Captive orcas are more likely to injure themselves, or each other, than those in the wild. And though there are no records of serious attacks by wild orcas on people, four humans have died in killer whale pools (three of the deaths involved SeaWorld’s notorious 12,000-pound male Tilikum) since 1991 and several more have been injured.
About 15% of SeaWorld’s orcas have committed serious acts of aggression against trainers, a dismal safety record that would never be tolerated in other industries. Orcas lunged at trainers, pulled them in the water, held them at the bottom, head-butted them, slammed them with tail flukes and breached on top of them.
Of course, the most infamous killing took place in February, 2010 at Shamu Stadium in Orlando, when Tilikum grabbed trainer Dawn Brancheau and violently rammed and thrashed her about. That preventable tragedy unleashed a fury of controversy and painful publicity, from which SeaWorld is only now beginning to emerge. The company is still fighting with the federal government in a costly series of appeals and other legal maneuvers in the Brancheau case.
But to those investors utterly untroubled by questions of animal welfare or worker safety, even SeaWorld admits these issues might pose a genuine risk to your returns.
The IPO filing conceded that “incidents or adverse publicity concerning our theme parks” could possibly “negatively impact our revenues and profitability.” Indeed, any injuries “involving the safety of guests and employees, and the media coverage thereof, may harm our brands or reputation,” it cautioned. “Such incidents have occurred in the past and may occur in the future.” Social media only “compounded the potential scope of the negative publicity.”
Other risks to your investment are the potential exposure of park animals to infectious diseases, and lawsuits by activist groups alleging that “we do not properly care for some of our marquee animals.” the filing said.
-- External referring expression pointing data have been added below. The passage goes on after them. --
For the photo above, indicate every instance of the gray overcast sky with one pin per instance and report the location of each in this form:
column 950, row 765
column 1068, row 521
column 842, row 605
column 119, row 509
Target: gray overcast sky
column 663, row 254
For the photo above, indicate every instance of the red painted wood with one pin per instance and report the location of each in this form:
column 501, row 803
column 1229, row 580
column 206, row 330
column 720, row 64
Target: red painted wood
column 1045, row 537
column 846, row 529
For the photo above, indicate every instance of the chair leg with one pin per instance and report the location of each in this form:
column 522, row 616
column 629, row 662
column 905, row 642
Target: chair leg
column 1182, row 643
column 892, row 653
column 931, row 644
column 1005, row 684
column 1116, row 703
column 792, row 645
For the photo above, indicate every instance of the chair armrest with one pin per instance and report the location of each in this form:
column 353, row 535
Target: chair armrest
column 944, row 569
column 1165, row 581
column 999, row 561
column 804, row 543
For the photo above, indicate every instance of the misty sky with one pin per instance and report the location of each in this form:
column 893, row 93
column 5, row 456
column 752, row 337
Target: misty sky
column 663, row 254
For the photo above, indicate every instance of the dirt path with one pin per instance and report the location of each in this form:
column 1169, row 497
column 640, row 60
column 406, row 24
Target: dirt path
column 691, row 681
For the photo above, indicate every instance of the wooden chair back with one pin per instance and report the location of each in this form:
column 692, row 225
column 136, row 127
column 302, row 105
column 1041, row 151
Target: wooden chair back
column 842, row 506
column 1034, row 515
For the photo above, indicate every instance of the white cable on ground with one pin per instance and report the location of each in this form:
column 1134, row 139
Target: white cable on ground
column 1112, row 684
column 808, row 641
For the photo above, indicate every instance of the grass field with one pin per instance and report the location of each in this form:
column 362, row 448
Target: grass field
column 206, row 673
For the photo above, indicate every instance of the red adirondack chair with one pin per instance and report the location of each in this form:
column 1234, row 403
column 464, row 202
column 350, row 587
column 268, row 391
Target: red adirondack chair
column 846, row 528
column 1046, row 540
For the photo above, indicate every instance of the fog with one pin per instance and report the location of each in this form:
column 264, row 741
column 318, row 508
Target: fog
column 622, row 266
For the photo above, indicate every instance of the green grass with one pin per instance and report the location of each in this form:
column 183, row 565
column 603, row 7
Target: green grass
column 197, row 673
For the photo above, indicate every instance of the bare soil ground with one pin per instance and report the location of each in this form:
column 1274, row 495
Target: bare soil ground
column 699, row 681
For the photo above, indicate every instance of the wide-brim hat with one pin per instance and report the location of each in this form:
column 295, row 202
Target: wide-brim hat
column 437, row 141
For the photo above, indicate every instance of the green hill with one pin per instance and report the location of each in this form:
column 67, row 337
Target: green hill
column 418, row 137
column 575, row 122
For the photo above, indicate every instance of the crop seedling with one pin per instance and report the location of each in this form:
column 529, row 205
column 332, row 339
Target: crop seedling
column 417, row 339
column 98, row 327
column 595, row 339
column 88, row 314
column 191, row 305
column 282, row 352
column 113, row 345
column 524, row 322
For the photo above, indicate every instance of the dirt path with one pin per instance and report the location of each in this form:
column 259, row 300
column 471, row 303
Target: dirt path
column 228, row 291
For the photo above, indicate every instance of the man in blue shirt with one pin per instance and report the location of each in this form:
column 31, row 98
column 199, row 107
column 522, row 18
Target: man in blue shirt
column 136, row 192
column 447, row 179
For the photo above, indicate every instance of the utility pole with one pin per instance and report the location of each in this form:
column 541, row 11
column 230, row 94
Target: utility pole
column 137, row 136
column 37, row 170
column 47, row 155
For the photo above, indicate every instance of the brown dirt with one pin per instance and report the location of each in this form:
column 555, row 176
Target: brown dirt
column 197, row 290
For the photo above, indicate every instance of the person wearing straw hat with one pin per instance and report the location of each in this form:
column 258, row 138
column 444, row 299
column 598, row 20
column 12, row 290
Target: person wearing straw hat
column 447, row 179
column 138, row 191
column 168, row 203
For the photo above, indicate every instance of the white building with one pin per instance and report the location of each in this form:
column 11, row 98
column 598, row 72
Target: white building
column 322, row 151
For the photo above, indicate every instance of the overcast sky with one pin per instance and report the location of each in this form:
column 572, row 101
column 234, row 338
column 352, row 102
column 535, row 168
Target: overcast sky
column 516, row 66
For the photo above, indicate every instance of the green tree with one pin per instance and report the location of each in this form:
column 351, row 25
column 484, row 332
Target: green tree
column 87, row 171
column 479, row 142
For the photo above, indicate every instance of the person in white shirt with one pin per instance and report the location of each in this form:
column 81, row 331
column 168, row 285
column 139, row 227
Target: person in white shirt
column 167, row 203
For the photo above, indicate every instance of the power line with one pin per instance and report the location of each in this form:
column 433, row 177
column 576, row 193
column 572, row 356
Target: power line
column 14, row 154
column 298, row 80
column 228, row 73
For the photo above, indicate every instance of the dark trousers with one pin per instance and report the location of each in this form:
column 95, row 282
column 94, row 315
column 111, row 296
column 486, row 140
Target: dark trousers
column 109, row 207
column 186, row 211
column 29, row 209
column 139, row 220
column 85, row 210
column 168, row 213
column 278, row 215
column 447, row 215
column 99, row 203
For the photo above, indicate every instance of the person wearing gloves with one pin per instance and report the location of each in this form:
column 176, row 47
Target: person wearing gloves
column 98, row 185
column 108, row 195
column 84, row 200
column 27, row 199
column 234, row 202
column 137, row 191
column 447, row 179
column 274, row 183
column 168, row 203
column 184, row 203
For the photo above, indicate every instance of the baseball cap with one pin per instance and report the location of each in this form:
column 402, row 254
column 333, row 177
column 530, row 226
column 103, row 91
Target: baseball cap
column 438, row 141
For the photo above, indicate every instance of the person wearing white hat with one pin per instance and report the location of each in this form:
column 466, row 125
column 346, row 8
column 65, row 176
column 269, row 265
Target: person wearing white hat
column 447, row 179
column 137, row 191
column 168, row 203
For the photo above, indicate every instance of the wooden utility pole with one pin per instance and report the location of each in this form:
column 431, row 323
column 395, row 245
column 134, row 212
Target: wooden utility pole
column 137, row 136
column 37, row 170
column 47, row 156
And there is one other intangible and highly unpredictable factor. “Changes in consumer tastes and preferences for entertainment and consumer products could reduce demand,” the filing warned, “and adversely affect the profitability of our business.”
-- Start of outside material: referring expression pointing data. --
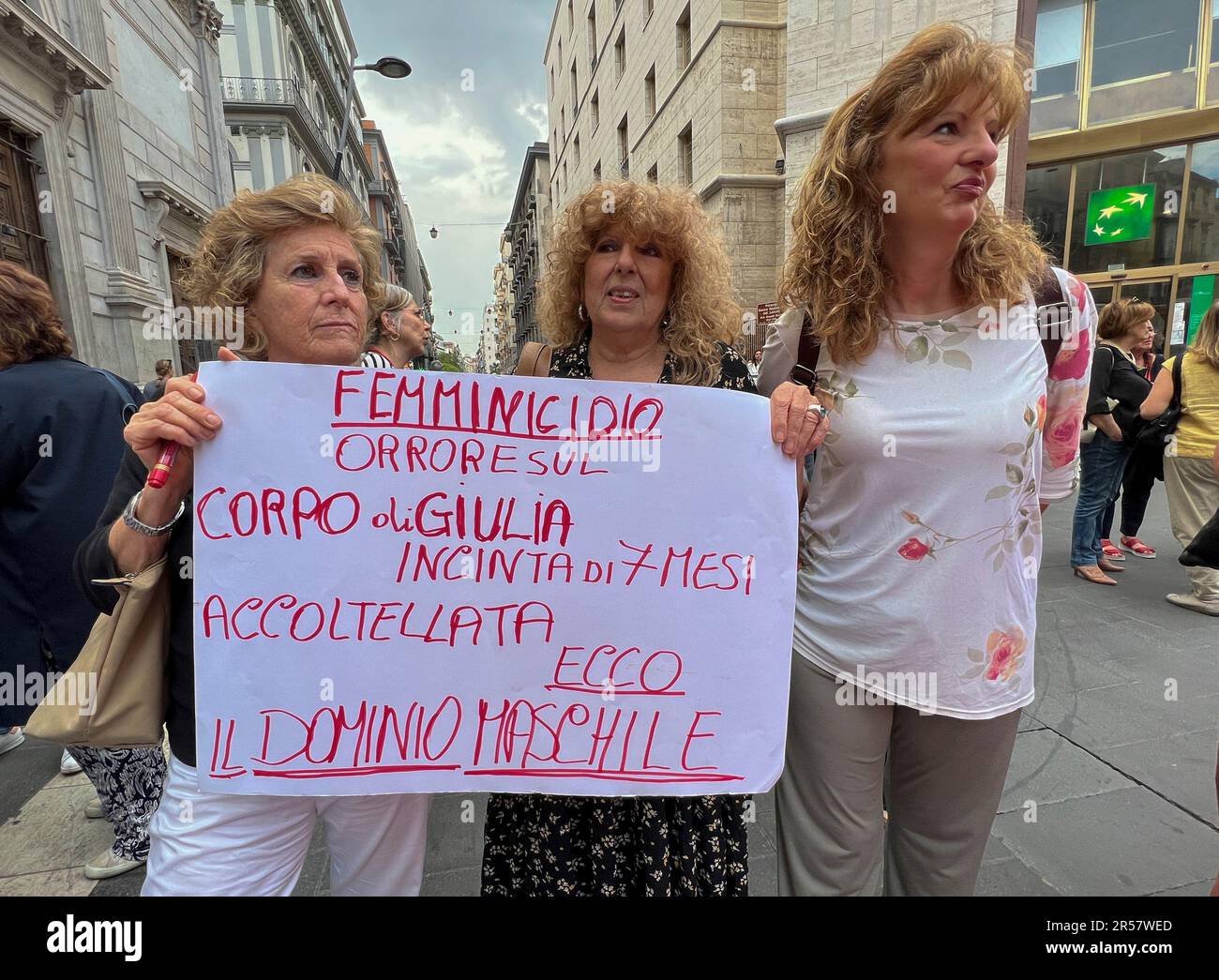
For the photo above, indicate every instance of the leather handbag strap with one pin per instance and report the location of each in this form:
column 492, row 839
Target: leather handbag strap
column 1048, row 293
column 129, row 406
column 534, row 361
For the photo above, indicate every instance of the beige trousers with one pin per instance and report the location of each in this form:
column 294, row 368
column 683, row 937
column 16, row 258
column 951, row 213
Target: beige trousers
column 945, row 777
column 1193, row 501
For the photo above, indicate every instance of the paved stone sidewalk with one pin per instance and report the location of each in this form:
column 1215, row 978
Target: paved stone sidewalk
column 1120, row 777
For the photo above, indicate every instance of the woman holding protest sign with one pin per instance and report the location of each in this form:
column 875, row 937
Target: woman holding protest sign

US consumer tastes may already be changing. A recent poll by Opinion Research Corporation revealed that only one-in-four Americans supports orca captivity, while a plurality, nearly 40%, opposes it. (One third was undecided). Among women, who often plan family vacations, opposition ran more than two-to-one (45% vs. 21%). Astonishingly, only 5% of women “strongly” support captivity.
Many people in the anti-captivity movement are appalled by SeaWorld’s cash-raising tactic. But some see it as an opportunity. After all, what better way to stage a protest during a stockholders’ meeting than showing up as a holder of SeaWorld stock?
David Kirby is author of Death at SeaWorld, Shamu and the Dark Side of Killer Whales in Captivity (St. Martin’s Press 2012).